The company, which targets gamers and streamers – the biggest consumers of data – also has operations in Indonesia, New Zealand and Australia.

Once we consolidate the four countries [that we operate in] and [raise funds], then we go into a new country,” Chan said.

The company is currently in a fundraising exercise and is in talks with investors, he said. It is also looking to conduct an initial public offering in two years’ time, he added.

There’s so much opportunity in the world, so many countries needing good, fast broadband. We just don’t have the funding to be able to get into that. We have enough for four countries, we just want to go into more. That’s where the IPO and the current round of funding comes in,” Chan said.

He declined to say how much the company aimed to raise from the fundraising exercises. The venue for the planned IPO has yet to be decided, he said.

Chan admitted that raising funds for MyRepublic has not been easy, as its model can be difficult to grasp.

lot of people don’t understand our business. If you talk to the guy on the street, he doesn’t understand the telco business, when you talk to a telco guy, he doesn’t understand that the business could be done so cheaply because he is so used to spending so much more in capital investments. They don’t believe it can be done cheaply and effectively,” he says.

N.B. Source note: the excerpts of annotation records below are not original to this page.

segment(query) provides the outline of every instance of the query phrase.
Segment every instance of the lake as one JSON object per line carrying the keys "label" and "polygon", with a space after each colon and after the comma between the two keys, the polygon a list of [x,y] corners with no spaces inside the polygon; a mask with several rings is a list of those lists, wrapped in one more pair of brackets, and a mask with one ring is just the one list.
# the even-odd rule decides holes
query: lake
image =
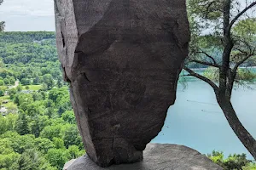
{"label": "lake", "polygon": [[[247,151],[228,122],[215,99],[212,88],[201,81],[179,84],[177,100],[168,110],[165,126],[153,143],[183,144],[202,154],[213,150],[230,154]],[[256,88],[234,90],[232,104],[244,127],[256,138]]]}

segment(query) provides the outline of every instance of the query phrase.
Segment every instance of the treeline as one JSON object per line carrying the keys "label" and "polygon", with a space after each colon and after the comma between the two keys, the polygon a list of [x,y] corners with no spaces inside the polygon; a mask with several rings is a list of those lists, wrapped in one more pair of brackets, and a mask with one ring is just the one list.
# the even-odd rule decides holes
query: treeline
{"label": "treeline", "polygon": [[19,114],[0,116],[0,169],[62,169],[84,154],[67,87],[9,95]]}
{"label": "treeline", "polygon": [[0,86],[61,83],[54,32],[0,32]]}
{"label": "treeline", "polygon": [[25,43],[47,39],[55,39],[53,31],[5,31],[0,32],[0,42]]}

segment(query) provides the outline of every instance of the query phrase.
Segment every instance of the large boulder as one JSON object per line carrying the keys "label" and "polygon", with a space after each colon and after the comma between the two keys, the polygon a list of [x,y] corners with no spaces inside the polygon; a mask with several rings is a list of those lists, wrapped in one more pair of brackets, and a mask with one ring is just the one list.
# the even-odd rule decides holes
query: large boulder
{"label": "large boulder", "polygon": [[185,0],[55,0],[56,41],[86,153],[143,159],[173,105],[189,40]]}
{"label": "large boulder", "polygon": [[182,145],[148,144],[143,156],[140,162],[102,168],[85,155],[63,170],[223,170],[206,156]]}

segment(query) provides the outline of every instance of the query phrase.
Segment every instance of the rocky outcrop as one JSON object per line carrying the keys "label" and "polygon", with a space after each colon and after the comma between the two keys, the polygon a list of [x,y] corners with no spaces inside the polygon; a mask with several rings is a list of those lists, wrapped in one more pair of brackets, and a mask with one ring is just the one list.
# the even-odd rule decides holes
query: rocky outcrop
{"label": "rocky outcrop", "polygon": [[56,41],[84,148],[102,167],[143,159],[189,39],[185,0],[55,0]]}
{"label": "rocky outcrop", "polygon": [[190,148],[175,144],[148,144],[141,162],[102,168],[88,156],[78,158],[67,170],[222,170],[206,156]]}

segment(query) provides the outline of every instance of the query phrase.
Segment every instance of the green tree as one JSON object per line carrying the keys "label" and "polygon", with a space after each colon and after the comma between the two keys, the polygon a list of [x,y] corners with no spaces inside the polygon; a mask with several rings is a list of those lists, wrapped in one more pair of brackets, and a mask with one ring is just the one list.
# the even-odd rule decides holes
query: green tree
{"label": "green tree", "polygon": [[1,96],[4,96],[4,91],[3,90],[0,90],[0,97]]}
{"label": "green tree", "polygon": [[37,138],[34,140],[34,144],[38,150],[43,154],[46,154],[49,149],[53,149],[55,144],[52,141],[45,138]]}
{"label": "green tree", "polygon": [[230,155],[227,159],[224,159],[223,152],[212,151],[212,154],[208,155],[208,157],[215,163],[221,166],[224,170],[242,170],[243,167],[250,166],[250,161],[247,160],[245,154]]}
{"label": "green tree", "polygon": [[[230,99],[235,82],[248,81],[240,76],[239,67],[253,64],[248,65],[248,60],[256,54],[256,21],[249,15],[255,5],[256,2],[247,1],[247,6],[240,10],[241,5],[237,0],[188,1],[191,42],[184,66],[189,73],[186,76],[199,78],[213,88],[229,124],[254,159],[256,140],[241,123]],[[216,68],[218,82],[196,73],[189,67],[191,63]]]}
{"label": "green tree", "polygon": [[81,136],[77,126],[74,124],[65,128],[63,140],[66,148],[68,148],[69,145],[78,145],[83,148]]}
{"label": "green tree", "polygon": [[[3,0],[0,0],[0,5],[2,4],[2,3],[3,2]],[[3,31],[4,29],[4,22],[1,21],[0,22],[0,31]]]}
{"label": "green tree", "polygon": [[16,132],[20,135],[30,133],[27,117],[24,112],[19,114],[19,118],[16,122]]}
{"label": "green tree", "polygon": [[20,170],[49,170],[53,169],[50,164],[35,150],[25,150],[19,160]]}
{"label": "green tree", "polygon": [[40,133],[42,138],[46,138],[53,140],[54,138],[62,138],[62,126],[61,124],[51,125],[45,127]]}
{"label": "green tree", "polygon": [[76,123],[76,119],[73,111],[65,111],[62,115],[61,117],[64,121],[67,122],[69,122],[71,124],[75,124]]}
{"label": "green tree", "polygon": [[43,81],[47,85],[48,89],[51,89],[54,87],[55,82],[50,74],[44,75]]}
{"label": "green tree", "polygon": [[50,149],[46,155],[46,159],[51,166],[61,170],[68,161],[67,156],[66,150],[63,149]]}
{"label": "green tree", "polygon": [[59,138],[53,138],[53,143],[55,144],[55,149],[64,149],[64,141]]}

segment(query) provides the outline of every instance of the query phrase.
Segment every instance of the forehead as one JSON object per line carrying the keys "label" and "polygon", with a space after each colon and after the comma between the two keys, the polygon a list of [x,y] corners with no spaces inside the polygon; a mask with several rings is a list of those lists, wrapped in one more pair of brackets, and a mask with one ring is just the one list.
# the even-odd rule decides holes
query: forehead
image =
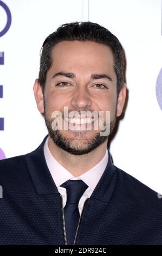
{"label": "forehead", "polygon": [[57,70],[114,71],[111,49],[107,45],[95,42],[63,41],[54,47],[52,58],[53,68]]}

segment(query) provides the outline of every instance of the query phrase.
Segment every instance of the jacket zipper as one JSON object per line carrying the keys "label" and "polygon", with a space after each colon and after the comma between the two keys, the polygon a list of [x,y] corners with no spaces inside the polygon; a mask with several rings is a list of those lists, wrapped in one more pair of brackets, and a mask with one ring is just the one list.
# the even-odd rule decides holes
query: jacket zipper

That leads to problems on fundraising. Because our idea is not easily understandable, but is great for the country, we had to convince people on an individual basis,” he adds.

Chan said that this was what pushed the company to be innovative. “When you don’t have the big cheque book behind you, you’re forced to make money. You can’t afford to go too far and try to do too many things. You do things that make money from day one,” he said, claiming that the company is EBITDA-positive, so it posted profits before the deduction of income tax, depreciation and amortisation.

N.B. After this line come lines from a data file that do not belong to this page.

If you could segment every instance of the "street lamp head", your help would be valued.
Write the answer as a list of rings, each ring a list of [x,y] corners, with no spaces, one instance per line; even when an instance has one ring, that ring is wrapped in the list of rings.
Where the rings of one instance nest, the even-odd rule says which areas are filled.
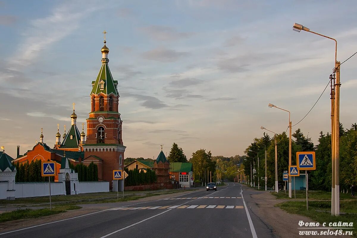
[[[297,23],[295,23],[294,25],[292,27],[292,30],[295,31],[297,31],[298,32],[300,32],[302,30],[303,31],[310,31],[310,29],[304,27],[302,25],[300,24],[298,24]]]

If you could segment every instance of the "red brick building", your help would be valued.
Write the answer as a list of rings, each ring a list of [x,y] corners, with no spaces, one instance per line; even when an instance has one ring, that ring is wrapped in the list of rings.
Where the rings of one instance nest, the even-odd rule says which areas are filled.
[[[39,159],[50,159],[57,161],[59,170],[62,158],[65,153],[66,156],[75,164],[83,163],[88,165],[93,162],[98,166],[100,180],[109,181],[112,180],[113,170],[122,169],[126,147],[123,145],[122,138],[122,121],[118,108],[120,96],[118,81],[113,80],[109,69],[109,50],[106,45],[106,42],[104,41],[104,43],[101,49],[101,67],[96,80],[92,82],[92,91],[88,98],[91,108],[86,120],[86,139],[84,125],[82,125],[81,133],[77,127],[77,116],[74,103],[73,113],[70,116],[71,127],[66,134],[65,126],[62,143],[57,125],[53,149],[44,142],[41,131],[40,142],[32,150],[21,155],[18,147],[17,157],[13,162],[21,163]],[[110,184],[111,188],[111,183]]]

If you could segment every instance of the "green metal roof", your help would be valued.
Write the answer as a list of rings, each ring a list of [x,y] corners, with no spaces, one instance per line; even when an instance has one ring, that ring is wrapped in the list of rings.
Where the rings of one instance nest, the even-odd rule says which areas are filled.
[[[12,165],[11,162],[13,160],[11,156],[5,152],[0,151],[0,170],[3,171],[9,168],[13,172],[15,169],[15,166]]]
[[[190,172],[193,171],[192,163],[173,162],[170,163],[170,172]]]
[[[149,161],[147,160],[137,160],[137,161],[140,162],[141,163],[144,164],[146,166],[150,168],[152,168],[154,166],[154,161]]]
[[[101,90],[100,89],[99,85],[99,81],[101,80],[103,80],[104,83],[104,88]],[[117,83],[117,81],[116,81],[116,83]],[[98,74],[97,79],[92,88],[90,95],[99,94],[101,92],[102,92],[105,94],[113,93],[115,95],[119,95],[118,91],[114,85],[116,83],[115,83],[115,81],[113,80],[113,76],[112,76],[111,73],[110,72],[110,70],[109,69],[107,63],[102,64],[102,67],[99,70],[99,73]]]
[[[160,153],[159,154],[159,156],[157,156],[157,158],[156,159],[156,163],[159,163],[159,162],[160,161],[161,161],[163,163],[165,163],[166,162],[170,163],[169,162],[166,158],[166,156],[165,156],[165,154],[162,152],[162,150],[160,152]]]
[[[61,144],[61,148],[77,148],[78,143],[81,140],[80,133],[76,125],[72,125],[66,135],[66,137]],[[71,136],[73,139],[71,140]]]

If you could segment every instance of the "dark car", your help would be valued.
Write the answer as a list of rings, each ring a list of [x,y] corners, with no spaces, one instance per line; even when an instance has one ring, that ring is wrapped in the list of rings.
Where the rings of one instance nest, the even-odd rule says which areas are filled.
[[[217,187],[214,183],[208,183],[207,184],[207,187],[206,187],[206,188],[207,191],[208,190],[217,191]]]

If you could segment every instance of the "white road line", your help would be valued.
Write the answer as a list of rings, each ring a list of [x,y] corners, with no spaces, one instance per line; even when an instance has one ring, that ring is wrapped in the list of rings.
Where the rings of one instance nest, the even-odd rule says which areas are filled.
[[[109,236],[110,236],[111,235],[112,235],[113,234],[115,234],[115,233],[116,233],[117,232],[120,232],[121,231],[122,231],[123,230],[125,230],[125,229],[126,229],[127,228],[129,228],[129,227],[132,227],[133,226],[135,226],[135,225],[137,225],[137,224],[139,224],[140,223],[141,223],[142,222],[145,222],[146,221],[147,221],[148,220],[149,220],[149,219],[151,219],[152,218],[154,218],[154,217],[157,217],[158,216],[160,216],[161,214],[163,214],[164,213],[165,213],[165,212],[168,212],[169,211],[171,211],[171,209],[170,209],[169,210],[166,210],[166,211],[165,211],[164,212],[161,212],[161,213],[159,213],[159,214],[157,214],[155,215],[155,216],[153,216],[152,217],[149,217],[149,218],[147,218],[146,219],[144,219],[144,220],[143,220],[142,221],[141,221],[140,222],[137,222],[136,223],[134,223],[134,224],[131,224],[130,226],[128,226],[126,227],[124,227],[124,228],[122,228],[121,229],[119,229],[119,230],[117,230],[111,233],[109,233],[109,234],[108,234],[107,235],[106,235],[105,236],[102,236],[102,237],[100,237],[100,238],[104,238],[105,237],[107,237]]]
[[[253,238],[258,238],[258,237],[257,236],[257,233],[255,232],[255,229],[254,229],[254,226],[253,224],[253,222],[252,221],[252,219],[250,218],[250,215],[249,215],[249,212],[248,211],[247,205],[244,201],[243,191],[242,190],[242,187],[243,186],[241,184],[241,194],[242,194],[242,199],[243,201],[243,204],[244,204],[244,208],[245,208],[246,213],[247,213],[247,217],[248,217],[248,220],[249,222],[249,226],[250,227],[250,231],[252,232],[252,236],[253,237]]]
[[[162,206],[159,206],[159,207],[151,207],[149,209],[157,209],[159,207],[161,207]]]

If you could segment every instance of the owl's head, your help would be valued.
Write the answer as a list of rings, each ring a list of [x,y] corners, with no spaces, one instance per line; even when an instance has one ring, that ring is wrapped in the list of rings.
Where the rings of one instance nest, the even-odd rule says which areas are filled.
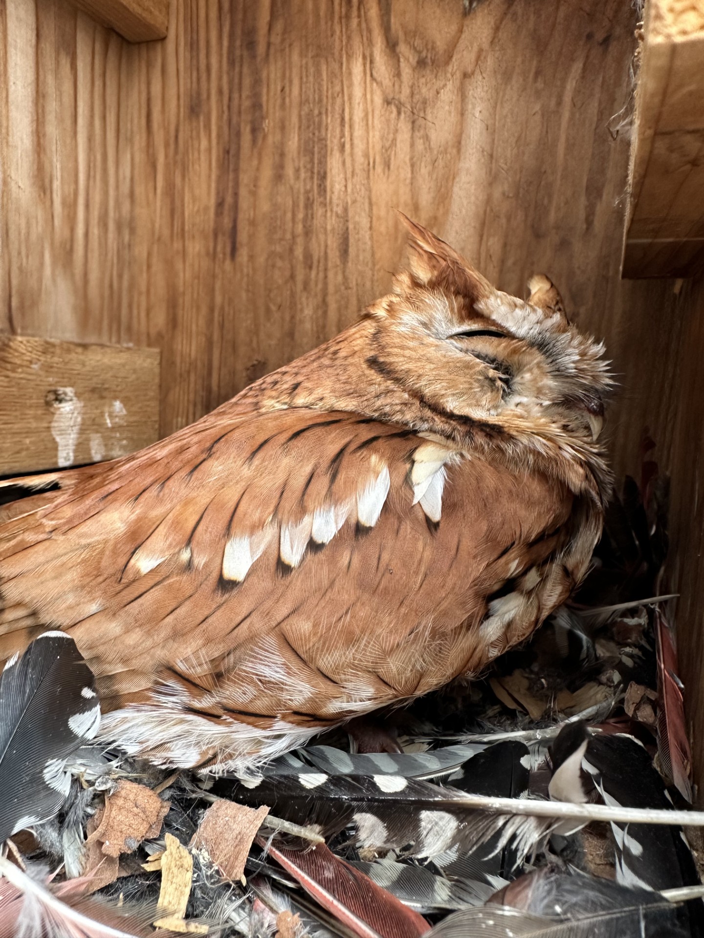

Unlike mainstream telecommunications companies, MyRepublic is not capital intensive because it does not take it upon itself to build the fibre-optic infrastructure it uses to deliver content, Chan explained.

The company also uses in-house software that is easy to migrate and deploy in new markets, allowing it to provide internet service in a new country in as little as two months, he added.

We wanted to specialise on managing the content coming in and making sure that you get it very fast.”

MyRepublic has no plans of dominating the markets it is in – it only targets a five per cent share of the market of each country it operates in, Chan said.

We can survive in any place with five per cent of the market because we’re so lean. We sell the same products, we have little manpower, our marketing is the same. We only have two or three products that we sell. We keep it very simple,” he said.

MyRepublic reportedly entered a bid to be Singapore’s fourth telecommunications company last year, after frontrunners SingTel, Starhub and M1, but lost the spectrum auction to TPG Telecom Ltd.

In May, it was reported that the internet provider was seeking a private-equity partner to bid for M1, after the publicly listed telco’s shareholders appointed Morgan Stanley to conduct a strategic review of their stakes in the company.